Perhaps now is not the moment to dismantle gender constructs once more—not while the world teeters under fascism, ethnic cleansing, systemic violence, and visible forms of oppression.

And yet, here I am: writing. Reflecting. Living in a place where gender is not just performed, but structurally divided. I write not with answers, but with a quiet, persistent discomfort—one that sits in the body, in the gym, in the café, in the boardroom—always watching, always separating.

Through this conventional construct, I often find myself physically placed in male-dominated environments. And in that, a loop forms—an absence that is loud. The absence of what is not a man. This absence feeds into a cycle of separation, of societal alienation, of invisibility.

I remember the other day at the gym, surrounded by men, when my trainer casually dropped one of the oldest sexist metaphors around: women as meals. His point, whether serious or half-joked, was that men tire of eating the same thing every day. Therefore, by that logic, one woman is never enough.

Later that night, I went to a nearby café and ran into a friend. He was venting about work—specifically, about a female manager. She was, according to him, “bossy” and “man-like” simply because she had been assertive, bold, and the loudest voice in a room full of men. Yes, she was the only woman in that meeting. But no, she did not fit their definition of what a woman should be, as he and his colleagues later agreed.
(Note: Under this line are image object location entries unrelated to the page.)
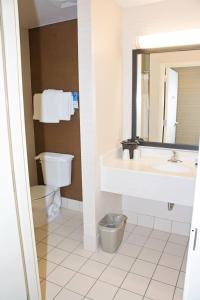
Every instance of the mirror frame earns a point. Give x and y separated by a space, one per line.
135 54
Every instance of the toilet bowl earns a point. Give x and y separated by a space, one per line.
46 199
46 203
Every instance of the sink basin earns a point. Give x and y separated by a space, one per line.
171 167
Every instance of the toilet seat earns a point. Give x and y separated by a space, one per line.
41 191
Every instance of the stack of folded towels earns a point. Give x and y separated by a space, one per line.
53 106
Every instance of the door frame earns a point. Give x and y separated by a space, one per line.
18 154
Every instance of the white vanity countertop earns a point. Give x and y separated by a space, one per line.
152 176
146 165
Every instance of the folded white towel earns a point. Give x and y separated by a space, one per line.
66 107
36 106
50 106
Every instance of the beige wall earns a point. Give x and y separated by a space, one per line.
26 76
188 109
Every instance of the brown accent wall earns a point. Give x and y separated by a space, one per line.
54 65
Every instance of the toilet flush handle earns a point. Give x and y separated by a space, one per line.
37 158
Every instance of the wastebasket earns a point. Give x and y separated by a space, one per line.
111 229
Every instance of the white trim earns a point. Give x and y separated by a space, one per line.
72 204
10 22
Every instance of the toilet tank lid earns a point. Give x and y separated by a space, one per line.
41 191
50 156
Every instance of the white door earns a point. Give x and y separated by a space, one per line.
171 94
192 280
18 259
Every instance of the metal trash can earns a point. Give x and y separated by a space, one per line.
111 229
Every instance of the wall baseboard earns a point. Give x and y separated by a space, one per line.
72 204
158 223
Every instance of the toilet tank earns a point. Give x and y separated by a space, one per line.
56 168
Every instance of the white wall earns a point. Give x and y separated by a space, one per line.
99 29
172 15
28 111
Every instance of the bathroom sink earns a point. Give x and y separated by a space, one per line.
171 167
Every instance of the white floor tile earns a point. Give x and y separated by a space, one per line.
141 230
122 262
74 262
147 221
155 244
129 250
159 291
40 234
92 268
60 219
43 249
178 294
113 276
137 239
136 284
102 290
68 295
179 239
181 280
171 261
162 224
45 267
64 230
68 245
53 239
77 235
160 235
80 284
150 255
166 275
129 227
50 227
82 252
126 295
49 290
175 249
103 257
56 255
143 268
60 276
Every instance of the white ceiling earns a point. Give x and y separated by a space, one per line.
128 3
35 13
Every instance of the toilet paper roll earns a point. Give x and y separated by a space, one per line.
126 155
137 154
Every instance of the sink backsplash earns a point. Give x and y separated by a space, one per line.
165 153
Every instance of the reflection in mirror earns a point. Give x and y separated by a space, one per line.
168 97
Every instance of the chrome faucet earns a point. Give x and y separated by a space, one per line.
174 157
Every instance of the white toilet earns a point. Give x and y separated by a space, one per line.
46 199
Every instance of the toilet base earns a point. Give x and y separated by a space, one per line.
47 209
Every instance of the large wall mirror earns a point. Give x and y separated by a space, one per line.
166 97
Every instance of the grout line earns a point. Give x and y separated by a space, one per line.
109 264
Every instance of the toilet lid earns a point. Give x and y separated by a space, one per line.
41 191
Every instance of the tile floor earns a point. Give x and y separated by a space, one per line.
149 265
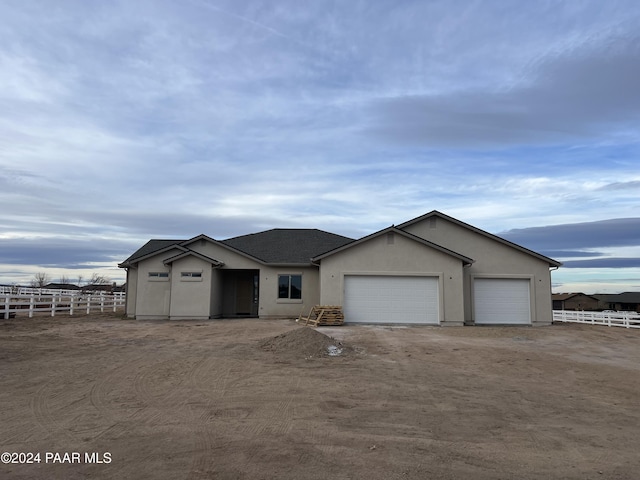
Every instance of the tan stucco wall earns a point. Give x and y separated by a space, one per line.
190 298
132 288
403 257
271 306
179 299
491 259
153 297
216 293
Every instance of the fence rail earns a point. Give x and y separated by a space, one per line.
610 319
74 304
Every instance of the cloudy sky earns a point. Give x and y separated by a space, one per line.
122 121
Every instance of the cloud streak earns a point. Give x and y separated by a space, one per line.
125 121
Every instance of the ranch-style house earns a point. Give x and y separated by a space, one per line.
433 269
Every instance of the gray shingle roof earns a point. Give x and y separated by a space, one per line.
279 245
151 246
287 245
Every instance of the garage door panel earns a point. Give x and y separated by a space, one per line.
502 301
391 299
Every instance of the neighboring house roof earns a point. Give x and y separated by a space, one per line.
276 246
625 297
435 213
62 286
392 229
567 296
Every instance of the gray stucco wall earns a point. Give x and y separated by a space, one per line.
403 257
492 259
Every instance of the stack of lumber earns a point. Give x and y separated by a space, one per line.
323 315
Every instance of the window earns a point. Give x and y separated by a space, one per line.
158 276
190 276
290 286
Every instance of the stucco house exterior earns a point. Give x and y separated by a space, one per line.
433 269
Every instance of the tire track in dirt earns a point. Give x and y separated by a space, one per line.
113 413
41 409
211 378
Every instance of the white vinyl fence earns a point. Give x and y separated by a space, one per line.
610 319
71 302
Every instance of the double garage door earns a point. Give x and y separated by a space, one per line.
501 301
391 299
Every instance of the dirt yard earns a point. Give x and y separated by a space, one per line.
256 399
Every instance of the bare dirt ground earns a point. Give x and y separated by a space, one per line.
256 399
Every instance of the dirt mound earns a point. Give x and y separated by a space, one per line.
304 342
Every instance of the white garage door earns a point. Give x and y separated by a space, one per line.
501 301
390 299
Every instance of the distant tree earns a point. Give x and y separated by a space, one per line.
97 279
40 279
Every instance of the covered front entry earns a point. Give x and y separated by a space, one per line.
240 293
391 299
502 301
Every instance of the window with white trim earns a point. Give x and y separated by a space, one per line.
290 286
190 276
158 276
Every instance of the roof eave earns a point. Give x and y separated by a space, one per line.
550 261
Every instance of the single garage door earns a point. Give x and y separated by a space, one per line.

“Why would we treat her like a woman if she chooses to act like a man?” one of them said.

That’s when I remembered what an older man told me, just a week earlier, in a mall in Riyadh, an echo, of course, of the Adam and Eve creation story:

“Men are naturally selected by God to lead. Women were made to follow—to be part of the whole. The man is the image of God.”

As that night ended, I laughed—genuinely. Because the concept of gender, in this context, isn’t just a social norm. It’s a sacred architecture. It bleeds into every conversation, regardless of who’s speaking. Whether it’s a man justifying multiple relationships, an employee complaining about his female boss, or an elder claiming divine entitlement, the root logic remains: man as the default. Woman as deviation, and that all within a limited binary course, that does not even include other non-binary identities.

And so the question becomes less about how to deconstruct the system—and more about how, as individuals, we can stop seeing “the other” through a gendered, racial, or classist lens. How we can decenter ourselves from that logic of hierarchy. How we can resist the instinct to place the self, or the familiar, at the center of what is worthy, normal, or chosen by God.